GPT-style decoder transformers use causal masking: each token can only attend to itself and earlier tokens. This enables left-to-right generation — the model never "peeks" at future tokens during training, which would make the task trivially easy and useless for generation.

During training, the entire sequence is processed in parallel (unlike RNNs), but the mask ensures causality. During inference, tokens are generated one at a time, each conditioned on all previous outputs.

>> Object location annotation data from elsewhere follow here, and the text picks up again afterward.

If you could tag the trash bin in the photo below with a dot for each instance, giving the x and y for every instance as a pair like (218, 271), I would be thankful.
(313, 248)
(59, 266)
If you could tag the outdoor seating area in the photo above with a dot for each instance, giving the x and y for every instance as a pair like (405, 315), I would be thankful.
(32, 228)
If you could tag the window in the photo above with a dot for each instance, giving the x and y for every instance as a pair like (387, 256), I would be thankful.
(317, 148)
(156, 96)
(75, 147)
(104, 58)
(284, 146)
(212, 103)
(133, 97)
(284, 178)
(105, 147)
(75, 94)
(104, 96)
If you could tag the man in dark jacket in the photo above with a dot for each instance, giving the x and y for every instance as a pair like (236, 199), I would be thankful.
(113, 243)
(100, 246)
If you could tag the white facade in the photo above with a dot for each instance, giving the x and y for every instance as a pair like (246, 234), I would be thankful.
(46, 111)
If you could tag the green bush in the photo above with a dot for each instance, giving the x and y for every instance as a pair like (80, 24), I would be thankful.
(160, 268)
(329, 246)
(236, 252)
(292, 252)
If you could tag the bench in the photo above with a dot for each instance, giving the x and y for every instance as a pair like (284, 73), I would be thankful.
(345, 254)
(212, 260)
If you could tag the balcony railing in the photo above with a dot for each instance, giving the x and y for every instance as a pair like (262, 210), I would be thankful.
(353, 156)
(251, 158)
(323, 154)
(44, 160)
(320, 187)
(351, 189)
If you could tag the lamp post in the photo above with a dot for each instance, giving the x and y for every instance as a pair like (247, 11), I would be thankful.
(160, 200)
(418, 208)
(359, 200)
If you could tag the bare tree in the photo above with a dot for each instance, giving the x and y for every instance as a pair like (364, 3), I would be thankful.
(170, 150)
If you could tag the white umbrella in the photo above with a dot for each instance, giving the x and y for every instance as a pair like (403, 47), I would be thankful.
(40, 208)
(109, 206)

Click a row to inspect that query position's attention pattern

Depth — Stacking Blocks

A full transformer stacks N blocks sequentially. The output of block N becomes the input of block N+1 — the same sequence of vectors passes through every layer from Embedding up to the LM Head. Each block can only add to the representation (via its residual connection); it never starts from scratch.

The depth creates a hierarchy of abstraction. Early blocks capture low-level patterns (word shapes, part-of-speech), middle blocks encode phrases and named entities, and late blocks encode higher-order semantics and world knowledge.

Reading the diagram: data flows bottom → top. Arrows show the output of each block feeding into the next. The three colour zones show rough depth specialisations observed in trained models.

Embedding: ~39M  ·  Per block: ~7M × 12 = ~85M  ·  Total: ~124M (GPT-2 small)

Encoder vs Decoder vs Encoder-Decoder

Transformers come in three flavours, each suited to different tasks. The attention masking strategy is the key difference.

Flavour Mask Example Used for
Encoder Bidirectional (full attention) BERT, RoBERTa Classification, embeddings, understanding
Decoder Causal (left-to-right only) GPT-4, Llama, Claude Text generation, chat, completion
Encoder-Decoder Encoder: full, Decoder: causal T5, BART Translation, summarisation, seq2seq
Modern frontier models (GPT-4, Claude, Gemini, Llama) are all decoder-only transformers. The simplicity of the decoder architecture scales better with compute — no need to balance a separate encoder and decoder, and the causal objective naturally supports open-ended generation.